Through the sweltering, sticky heat of the summer she bloomed, and for the first time in her life she
knew a passion for something other than herself and her own comfort.
The child, her son, needed her. She would protect it with all she had.
With her hands resting on her great belly, she supervised the decorating of the nursery. Pale green walls and white lace curtains. A rocking horse imported from Paris, a crib handmade in Italy.
She tucked tiny clothes into the miniature wardrobe. Irish and Breton lace, French silks. All were mono-grammed with exquisite embroidery with the baby's initials. He would be James Reginald Conner.
She would have a son. Something at last of her own. Someone, at last, to love. They would travel together, she and her beautiful boy. She would show him the world. He would go to the best schools.
He was her pride, her joy, and her heart. And if through that steamy summer, Reginald came to the
house on South Main less and less, it was just as well.
He was only a man. What grew inside her was a son.
She would never be alone again.
When she felt the pangs of labor, she had no fear. Through the sweaty hours of pain, she held one thing in the front of her mind. Her James. Her son. Her child.
Her eyes blurred with exhaustion, and the heat, a living, breathing monster, was somehow worse than
the pain.
She could see the doctor and the midwife exchange looks. Grim, frowning looks. But she was young,
she was healthy, and she would do this thing.
There was no time; hour bled into hour with gaslight shooting flickering shadows around the room. She heard, through the waves of exhaustion, a thin cry.
"My son." Tears slid down her cheeks. "My son."
The midwife held her down, murmuring, murmuring, "Lie still now. Drink a bit. Rest now."
She sipped to soothe her fiery throat, tasted laudanum. Before she could object, she was drifting off,
deep down. Far away.
When she woke, the room was dim, the draperies pulled tight over the windows. When she stirred, the doctor rose from his chair, came close to lift her hand, to check her pulse.
"My son. My baby. I want to see my baby."
"I'll send for some broth. You slept a long time."
"My son. He'll be hungry. Have him brought to me."
"Madam." The doctor sat on the side of the bed. His eyes seemed very pale, very troubled. "I'm sorry. The child was stillborn."
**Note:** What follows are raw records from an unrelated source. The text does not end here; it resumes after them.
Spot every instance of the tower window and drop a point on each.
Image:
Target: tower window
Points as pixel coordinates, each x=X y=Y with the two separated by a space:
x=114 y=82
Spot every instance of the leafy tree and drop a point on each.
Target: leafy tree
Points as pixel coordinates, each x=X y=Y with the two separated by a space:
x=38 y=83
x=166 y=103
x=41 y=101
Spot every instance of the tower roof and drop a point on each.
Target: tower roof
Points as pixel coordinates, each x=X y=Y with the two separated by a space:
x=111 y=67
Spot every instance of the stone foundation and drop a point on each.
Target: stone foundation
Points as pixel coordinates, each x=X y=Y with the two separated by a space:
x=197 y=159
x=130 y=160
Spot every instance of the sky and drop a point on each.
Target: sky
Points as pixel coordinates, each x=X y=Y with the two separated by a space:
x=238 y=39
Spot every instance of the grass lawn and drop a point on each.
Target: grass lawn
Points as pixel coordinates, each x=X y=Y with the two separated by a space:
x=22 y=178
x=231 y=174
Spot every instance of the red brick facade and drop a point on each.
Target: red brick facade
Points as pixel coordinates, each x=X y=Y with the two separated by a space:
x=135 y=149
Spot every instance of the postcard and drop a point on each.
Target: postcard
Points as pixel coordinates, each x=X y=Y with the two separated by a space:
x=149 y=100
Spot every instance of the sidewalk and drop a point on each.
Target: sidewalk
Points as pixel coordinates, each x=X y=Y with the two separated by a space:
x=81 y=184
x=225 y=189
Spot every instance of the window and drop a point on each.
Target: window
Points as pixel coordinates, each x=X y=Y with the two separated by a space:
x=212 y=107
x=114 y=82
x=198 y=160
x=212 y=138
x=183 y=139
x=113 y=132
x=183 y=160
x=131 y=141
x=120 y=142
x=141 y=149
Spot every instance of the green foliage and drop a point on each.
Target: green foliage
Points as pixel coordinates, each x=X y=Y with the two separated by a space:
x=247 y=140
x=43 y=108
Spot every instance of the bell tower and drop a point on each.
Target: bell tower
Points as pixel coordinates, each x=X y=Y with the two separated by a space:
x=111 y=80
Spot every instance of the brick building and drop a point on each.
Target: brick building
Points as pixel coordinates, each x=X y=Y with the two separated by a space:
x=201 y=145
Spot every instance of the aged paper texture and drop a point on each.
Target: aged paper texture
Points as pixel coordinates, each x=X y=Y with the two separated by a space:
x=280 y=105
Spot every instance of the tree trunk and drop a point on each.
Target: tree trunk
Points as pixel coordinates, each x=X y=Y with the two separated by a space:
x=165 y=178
What clutched her heart was monstrous, vicious, rending her with burning talons of grief and fear.
"I heard him cry. This is a lie! Why are you saying such an awful thing to me?"
"She never cried." Gently, he took her hands. "Your labor was long and difficult. You were delirious at the end of it. Madam, I'm sorry. You delivered a girl, stillborn."
She wouldn't believe it. She screamed and raged and wept, and was sedated only to wake to scream
and rage and weep again.
She hadn't wanted the child. And then she'd wanted nothing else.
Her grief was beyond name, beyond reason.
Grief drove her mad.
ONE
She burned the cream sauce. Stella would always remember that small, irritating detail, as she would remember the roll and boom of thunder from the late-summer storm and the sound of her children squabbling in the living room.
She would remember the harsh smell, the sudden scream of the smoke alarms, and the way she'd mechanically taken the pan off the burner and dumped it in the sink.